Alle accuse di essersi arricchito grazie alle sciagure della sua terra, di essere un’operazione mediatica e perfino a quelle assurde di plagio, fatte da un editore locale sotto processo per estorsione, Saviano risponde così: “Vivo grazie ai miei lettori e i soldi che ricevo sono quelli che mi danno loro comprando il mio libro o leggendo i miei articoli sui giornali per cui scrivo […] Io voglio essere un’operazione mediatica, voglio parlare al più alto numero di persone. Voglio le prime pagine, voglio serate come questa perché voglio raggiungere più persone possibili. Per quanto riguarda l’accusa di plagio ricordo le parole di Enzo (Biagi ndr), il quale, quando mi intervistò, mi disse ‘sei veramente arrivato quando fanno un falso del tuo libro e ti accusano di plagio’. Adesso io le ho tutte e due”.

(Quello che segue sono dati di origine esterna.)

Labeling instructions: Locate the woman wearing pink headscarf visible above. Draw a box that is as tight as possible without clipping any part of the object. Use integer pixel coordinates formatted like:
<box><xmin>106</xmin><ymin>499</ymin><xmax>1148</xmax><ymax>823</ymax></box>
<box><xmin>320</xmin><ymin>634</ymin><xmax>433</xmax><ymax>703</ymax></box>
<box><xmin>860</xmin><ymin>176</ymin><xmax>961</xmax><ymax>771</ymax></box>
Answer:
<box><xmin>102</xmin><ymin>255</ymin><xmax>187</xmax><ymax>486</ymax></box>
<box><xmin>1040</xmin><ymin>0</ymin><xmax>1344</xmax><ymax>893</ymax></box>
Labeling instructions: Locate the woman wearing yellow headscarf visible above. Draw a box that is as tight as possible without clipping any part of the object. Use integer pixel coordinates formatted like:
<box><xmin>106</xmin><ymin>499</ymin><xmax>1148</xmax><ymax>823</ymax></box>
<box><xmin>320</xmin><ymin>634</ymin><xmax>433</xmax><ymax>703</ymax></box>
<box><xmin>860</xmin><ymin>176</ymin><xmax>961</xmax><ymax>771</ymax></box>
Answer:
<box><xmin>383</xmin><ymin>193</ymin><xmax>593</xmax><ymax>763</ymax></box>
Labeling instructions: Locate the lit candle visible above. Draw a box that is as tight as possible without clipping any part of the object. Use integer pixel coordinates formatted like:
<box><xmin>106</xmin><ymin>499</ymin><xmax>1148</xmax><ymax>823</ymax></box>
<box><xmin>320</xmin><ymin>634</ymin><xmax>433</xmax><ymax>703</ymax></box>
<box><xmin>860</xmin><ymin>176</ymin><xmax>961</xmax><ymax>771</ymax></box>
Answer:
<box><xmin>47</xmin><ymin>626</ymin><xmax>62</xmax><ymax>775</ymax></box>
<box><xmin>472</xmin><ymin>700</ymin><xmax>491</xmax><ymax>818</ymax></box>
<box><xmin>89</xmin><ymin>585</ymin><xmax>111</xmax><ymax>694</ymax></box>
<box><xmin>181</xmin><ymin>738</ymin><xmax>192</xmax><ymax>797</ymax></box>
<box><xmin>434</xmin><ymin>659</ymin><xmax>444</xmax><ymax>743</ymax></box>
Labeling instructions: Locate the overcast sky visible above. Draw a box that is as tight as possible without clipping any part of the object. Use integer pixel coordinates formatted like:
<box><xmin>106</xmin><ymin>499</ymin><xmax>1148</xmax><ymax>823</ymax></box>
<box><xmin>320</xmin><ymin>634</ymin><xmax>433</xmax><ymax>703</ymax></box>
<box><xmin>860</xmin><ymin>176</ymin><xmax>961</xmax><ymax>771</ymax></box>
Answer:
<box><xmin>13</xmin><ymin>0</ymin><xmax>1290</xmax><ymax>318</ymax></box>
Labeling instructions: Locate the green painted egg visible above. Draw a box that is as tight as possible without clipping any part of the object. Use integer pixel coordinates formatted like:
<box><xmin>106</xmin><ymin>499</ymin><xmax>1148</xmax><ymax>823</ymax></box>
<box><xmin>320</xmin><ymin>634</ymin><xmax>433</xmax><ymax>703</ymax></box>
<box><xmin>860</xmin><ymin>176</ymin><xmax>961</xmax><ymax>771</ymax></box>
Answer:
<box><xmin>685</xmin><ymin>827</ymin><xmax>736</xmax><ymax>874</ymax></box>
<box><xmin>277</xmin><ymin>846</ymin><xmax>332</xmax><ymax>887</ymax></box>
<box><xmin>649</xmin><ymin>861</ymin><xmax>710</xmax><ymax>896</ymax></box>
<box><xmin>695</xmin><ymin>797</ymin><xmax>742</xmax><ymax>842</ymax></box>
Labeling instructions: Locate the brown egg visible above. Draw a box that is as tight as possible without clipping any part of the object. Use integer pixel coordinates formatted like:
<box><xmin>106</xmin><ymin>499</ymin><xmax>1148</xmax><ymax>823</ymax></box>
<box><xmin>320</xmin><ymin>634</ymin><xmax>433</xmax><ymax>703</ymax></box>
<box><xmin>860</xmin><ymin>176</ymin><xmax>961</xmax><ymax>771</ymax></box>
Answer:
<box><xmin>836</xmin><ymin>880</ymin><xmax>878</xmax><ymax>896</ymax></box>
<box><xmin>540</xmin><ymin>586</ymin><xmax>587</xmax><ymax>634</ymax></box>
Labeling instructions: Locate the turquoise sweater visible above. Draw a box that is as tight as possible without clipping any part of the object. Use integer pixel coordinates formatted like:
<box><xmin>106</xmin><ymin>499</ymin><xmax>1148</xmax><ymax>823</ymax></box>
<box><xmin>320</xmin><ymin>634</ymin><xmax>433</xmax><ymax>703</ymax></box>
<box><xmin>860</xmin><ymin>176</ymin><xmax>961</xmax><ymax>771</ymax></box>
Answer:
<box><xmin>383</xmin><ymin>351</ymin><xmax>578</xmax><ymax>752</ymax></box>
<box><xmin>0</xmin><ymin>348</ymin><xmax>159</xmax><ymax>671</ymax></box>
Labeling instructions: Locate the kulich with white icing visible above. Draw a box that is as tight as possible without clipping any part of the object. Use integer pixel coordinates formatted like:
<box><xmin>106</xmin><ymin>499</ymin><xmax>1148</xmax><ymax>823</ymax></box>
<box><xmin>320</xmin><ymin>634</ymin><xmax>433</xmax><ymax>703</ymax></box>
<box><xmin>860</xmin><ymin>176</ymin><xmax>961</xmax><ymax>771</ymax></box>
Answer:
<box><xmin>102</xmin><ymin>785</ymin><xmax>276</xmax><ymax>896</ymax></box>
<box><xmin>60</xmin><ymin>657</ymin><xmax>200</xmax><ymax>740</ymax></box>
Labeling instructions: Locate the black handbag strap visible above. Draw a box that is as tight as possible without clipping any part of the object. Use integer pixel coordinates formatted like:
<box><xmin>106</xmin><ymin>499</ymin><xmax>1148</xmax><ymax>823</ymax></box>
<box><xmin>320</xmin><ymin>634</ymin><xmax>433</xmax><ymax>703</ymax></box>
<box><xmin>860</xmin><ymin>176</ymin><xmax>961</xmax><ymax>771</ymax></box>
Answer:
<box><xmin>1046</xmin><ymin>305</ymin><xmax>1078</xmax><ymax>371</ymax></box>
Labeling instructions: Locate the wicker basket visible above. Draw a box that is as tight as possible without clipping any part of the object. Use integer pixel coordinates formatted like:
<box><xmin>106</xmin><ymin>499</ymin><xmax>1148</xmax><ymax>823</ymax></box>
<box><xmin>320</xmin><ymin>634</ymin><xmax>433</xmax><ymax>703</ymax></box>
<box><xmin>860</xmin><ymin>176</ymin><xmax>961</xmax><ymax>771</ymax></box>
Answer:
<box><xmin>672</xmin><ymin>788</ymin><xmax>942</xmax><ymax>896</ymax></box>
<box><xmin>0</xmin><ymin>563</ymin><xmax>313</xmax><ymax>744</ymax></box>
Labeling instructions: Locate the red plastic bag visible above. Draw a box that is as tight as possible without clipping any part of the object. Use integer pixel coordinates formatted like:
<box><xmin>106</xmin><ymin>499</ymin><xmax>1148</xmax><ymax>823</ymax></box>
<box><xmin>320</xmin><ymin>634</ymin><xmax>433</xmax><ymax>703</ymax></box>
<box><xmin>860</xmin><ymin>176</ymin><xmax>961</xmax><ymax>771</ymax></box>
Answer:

Roberto Saviano, che ha ricevuto gli elogi e l’incoraggiamento di grandi della letteratura mondiale come Metha, Auster e Grossman, ha poi ringraziato i carabinieri che lo proteggono da tre anni, la gente che lo ha sostenuto e lo sostiene scrivendogli sempre, a tutte le ore, e anche chi lo ha criticato ma in maniera rispettosa. Poi, nel finale, con rabbia, citando John Kennedy, ha detto di “non dimenticare” il male subito da coloro che hanno lasciato solo lui e la sua famiglia, tutti quegli amici infastiditi dalla sua scelta, che lo hanno trattato come se lui avesse fatto qualcosa di male, coloro che lo hanno accusato senza ragione e senza rispetto, quelli che gli impediscono di vivere una vita normale. Già perché Roberto vive una vita blindata, difficile da invidiare, una vita che conosce l’aria e i colori solo quando egli va a parlare in pubblico o in tv, ma che un momento dopo ritorna ad essere blindata, scortata, solitaria.

Ma Roberto ha scelto una strada, lo ha fatto con coraggio, animato dalla convinzione che la parola è più forte di tutto, delle armi, delle guerre, delle organizzazioni criminali. E nella storia ci sono tanti esempi, da Gandhi a Martin Luther King, da Rushdie a don Puglisi. E le parole fanno paura. Lo spiega bene Roberto, durante l’intervista concessa a Fabio Fazio: “Come è possibile che organizzazioni così potenti abbiano paura di me o di un libro? Io lo ripeto: loro non hanno paura di me, hanno paura di tanti occhi che hanno letto queste parole, del fatto che tante lingue, tante braccia…tante discussioni avvengano su di loro. È il lettore la cosa più pericolosa che esiste per queste organizzazioni. Sono le prime pagine che i lettori impongono. Se chi racconta non avesse lettori non avrebbe le prime pagine. Quindi, in realtà, la loro paura è la paura di questo insieme”.

In conclusione, Saviano descrive, invece, qual è la sua paura: “Io sono terrorizzato dalla delegittimazione. Io ho paura che saranno tanti i tentativi di mettermi in ginocchio. Io mi aspetto il peggio, lo dico alle persone che mi vogliono bene. La mia paura è quella di continuare a stare in questa situazione anche di solitudine senza fine e sono grato a chi, in questi ultimi mesi, in questi anni, è riuscito a entrare nella mia vita non facendomi sentire in colpa per quello che sto subendo”. Ecco perché bisogna continuare a dare a Roberto il nostro sostegno, nella consapevolezza che la nostra continua solidarietà gli è di grande aiuto.